But now, my family and I are getting ready to move into a new house, and along with this event, I am getting my baseball card collection organized. My estimation of my collection is that it is about 30,000 cards. Having gotten it ready for storage in our new basement, it's essentially archived. Except for my album of best and favorite cards (which will stay upstairs, not in the basement), it's all encased in multiple layers of plastic, with the intention of making it difficult or impossible for any damp basement air to get into the cards.
|My baseball card collection ready for storage, filling four 15-gallon Ziploc totes.|
I hadn't bought a baseball card since 1994, and I didn't know what the current industry or market was like.

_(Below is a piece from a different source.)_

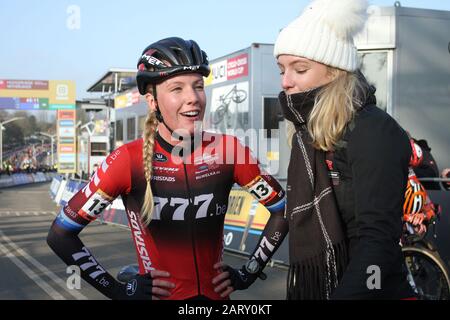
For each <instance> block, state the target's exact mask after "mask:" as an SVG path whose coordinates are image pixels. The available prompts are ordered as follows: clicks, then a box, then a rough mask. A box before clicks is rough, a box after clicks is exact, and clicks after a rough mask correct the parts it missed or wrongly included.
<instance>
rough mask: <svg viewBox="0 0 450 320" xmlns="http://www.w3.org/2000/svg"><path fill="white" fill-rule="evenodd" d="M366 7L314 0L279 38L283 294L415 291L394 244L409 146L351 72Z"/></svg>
mask: <svg viewBox="0 0 450 320" xmlns="http://www.w3.org/2000/svg"><path fill="white" fill-rule="evenodd" d="M366 9H367V3H366V1H363V0H339V1H336V0H317V1H313V2H312V3H311V4H310V5H308V6H307V7H306V9H305V10H304V11H303V13H302V14H301V15H300V16H299V17H298V18H296V19H295V20H294V21H292V22H291V23H290V24H289V25H288V26H287V27H286V28H284V29H283V30H282V31H281V32H280V34H279V35H278V38H277V40H276V43H275V47H274V55H275V57H276V59H277V63H278V66H279V68H280V73H281V86H282V89H283V91H282V92H281V93H280V95H279V100H280V103H281V106H282V109H283V113H284V116H285V118H286V119H287V120H288V124H289V125H288V128H289V129H288V139H289V142H290V143H291V147H292V152H291V158H290V163H289V169H288V185H287V203H286V213H287V216H288V219H289V250H290V270H289V277H288V299H331V298H334V299H402V298H409V297H413V296H414V294H413V292H412V291H411V288H410V286H409V283H408V282H407V275H406V270H405V267H404V260H403V256H402V252H401V248H400V246H399V239H400V236H401V232H402V205H403V199H404V192H405V186H406V181H407V178H408V162H409V159H410V156H411V148H410V144H409V140H408V136H407V134H406V133H405V131H404V130H403V129H402V128H401V127H400V126H399V125H398V124H397V122H396V121H395V120H394V119H393V118H391V117H390V116H389V115H388V114H387V113H385V112H384V111H382V110H381V109H379V108H377V107H376V99H375V95H374V92H375V90H374V88H373V87H371V86H370V85H369V84H368V83H367V81H366V79H365V78H364V76H363V75H362V74H361V73H360V72H358V69H357V66H358V65H357V52H356V48H355V46H354V42H353V37H354V35H355V34H356V33H357V32H358V31H359V30H361V29H362V27H363V25H364V22H365V14H366Z"/></svg>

I googled "value of a baseball card collection," and found this great article, which gives a wonderful, and only slightly sad, description of finding out that your 1987-1994 baseball card collection is worthless. I don't mind the lack of value, though -- I have some significant differences from the author of that article, especially in that I didn't buy all of my cards with the idea of them as an investment. I bought my cards because I loved collecting them, going to card shows with my dad, and watching and learning about baseball. This was the best part of my childhood.
I've decided to start this blog to share stories about some of my favorite cards, some of what I've learned about how absurd the late 80s/early 90s market for cards was, and what I'll focus on as I buy the occasional item with a view toward "completing" my collection. Anyone who finds this is welcome to read, share, and participate, but the main audience I have in mind is that I would like my son, currently two years old, to someday read some of what I write here.